Так обстояли дела на политической арене. Однако Черчиллю приходилось отражать атаки и на другом участке фронта. Так, едва закончилась Первая мировая война, как писатель Осберт Ситуэлл в 1919 году в «Трех сатирах» сделал резкий выпад против Черчилля. Язвительно переименовав Гинденбургскую линию фронта в Уинстонбургскую, Ситуэлл назвал его фанатиком войны, ярым милитаристом, жаждущим крови, обвинил в убийстве миллионов человек в Галлиполи. Писатель утверждал, что Черчилль лелеет мечту о вторжении в Россию[15]. Резкое осуждение действий Уинстона Черчилля было не раз отражено в литературе. В качестве примера можно также привести скандальную пьесу Рольфа Хокхата «Солдаты» (1967 год). По сути — это страстное, но необоснованное обвинение Черчилля в том, что он был «слугой» Сталина, сообщником преступления, совершенного в Катыни, убийцей генерала Сикорского, что он отдавал своим летчикам страшные приказы об истреблении сотен тысяч мирных граждан Германии[16]. Последними по времени появились утверждения, довольно вяло поддержанные Рензо Де Феличе, согласно которым британские секретные службы по приказу премьер-министра склонили в 1945 году движение Сопротивления Ломбардии к решению казнить Муссолини с тем, чтобы, воспользовавшись представившимся случаем, уничтожить компрометирующие письма, адресованные Черчиллем герцогу. И, наконец, ревизионист Дэвид Ирвинг не сомневался в том, что после смерти Черчилль отправился прямиком в ад и теперь жарится там в компании Сталина и Гитлера...

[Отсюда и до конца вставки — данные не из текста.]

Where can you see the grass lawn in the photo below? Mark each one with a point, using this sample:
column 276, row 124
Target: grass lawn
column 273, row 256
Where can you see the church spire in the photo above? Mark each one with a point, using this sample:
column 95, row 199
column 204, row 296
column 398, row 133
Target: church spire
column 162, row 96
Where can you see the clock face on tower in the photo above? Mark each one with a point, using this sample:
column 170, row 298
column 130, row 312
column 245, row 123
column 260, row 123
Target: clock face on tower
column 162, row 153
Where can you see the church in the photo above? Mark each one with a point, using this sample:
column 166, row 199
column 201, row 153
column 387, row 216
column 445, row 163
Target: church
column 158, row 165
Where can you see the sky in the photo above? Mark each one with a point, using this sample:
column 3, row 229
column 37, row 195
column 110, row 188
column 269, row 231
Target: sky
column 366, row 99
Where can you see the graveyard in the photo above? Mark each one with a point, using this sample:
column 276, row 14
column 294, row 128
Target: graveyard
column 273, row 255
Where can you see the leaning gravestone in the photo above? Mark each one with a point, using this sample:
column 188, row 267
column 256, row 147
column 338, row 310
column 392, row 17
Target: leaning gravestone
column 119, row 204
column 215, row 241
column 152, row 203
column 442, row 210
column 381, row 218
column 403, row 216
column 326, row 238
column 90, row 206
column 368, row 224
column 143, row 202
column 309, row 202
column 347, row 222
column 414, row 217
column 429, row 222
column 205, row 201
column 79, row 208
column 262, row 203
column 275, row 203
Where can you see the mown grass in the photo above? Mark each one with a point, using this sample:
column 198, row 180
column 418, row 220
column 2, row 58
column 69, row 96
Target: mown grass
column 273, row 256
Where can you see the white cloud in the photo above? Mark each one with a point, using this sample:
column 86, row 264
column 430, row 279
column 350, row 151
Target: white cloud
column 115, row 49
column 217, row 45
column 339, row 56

Между тем в стороне от подобных крайностей развивалась критическая историография, основанная на тщательном изучении архивных материалов. Тогда-то и начался процесс развенчания уже было канонизированных мифов. Процесс этот, приветствуемый вначале, привел не только к положительным результатам. Хотя, безусловно, ему мы обязаны тонкой аналитической работой Роберта Родса Джеймса, тщательно изучившего деятельность Черчилля периода с 1900 по 1939 год и озаглавившего свой труд, обосновав название вескими аргументами, «История поражения». В работах других авторов, например, Пола Эддисона, говорится о нерешительности и несостоятельности Черчилля в вопросах внутренней политики[17].
12
У. Черчилль, «Mass Effects in Modern Life», Thoughts and Adventures (1932 г.). Статья вышла в Strand Magazine в мае 1931 г.
13
См. Рэймон Арон, Introduction a la philosophie de l'histoire: essai sur les limites de l'objectivite historique, Paris, Gallimard, 1938 г., с. 81 и 181; Фернан Бродель, La Mediterranee et le monde mediterraneen a l'epoque de Philippe II, Paris, A. Colin, второе издание, 1966 г., том второй, с. 520; Клод Леви-Штросс, La Pensee sauvage, Paris, Plon, 1962 г., с. 346—347.
14
См. Анри Берр, La synthese en Histoire (1911 г.), переиздано: Paris, Albin Michel, 1953 г., с. 76.
15
Два из этих стихотворений были опубликованы в Daily Herald в июле 1919 г., третье — в The Nation The Collected Satires and Poems of O. Sitwell, London, Henderson, в 1931 г.
16
Эта пьеса, поставленная в Берлине в октябре 1967 г., была отвергнута Лондонским государственным театром. В английском переводе она вышла под названием Soldiers: an Obituary for Geneva, New-York, Samuel French, 1968 г.
17
Роберт Родс Джеймс, Churchill: a Study in Failure 1900—1939, London, Weidenfeld and Nicolson, 1970 г.; Пол Эддисон, Churchill on the Home Front 1900—1955, London, Cape, 1992 г.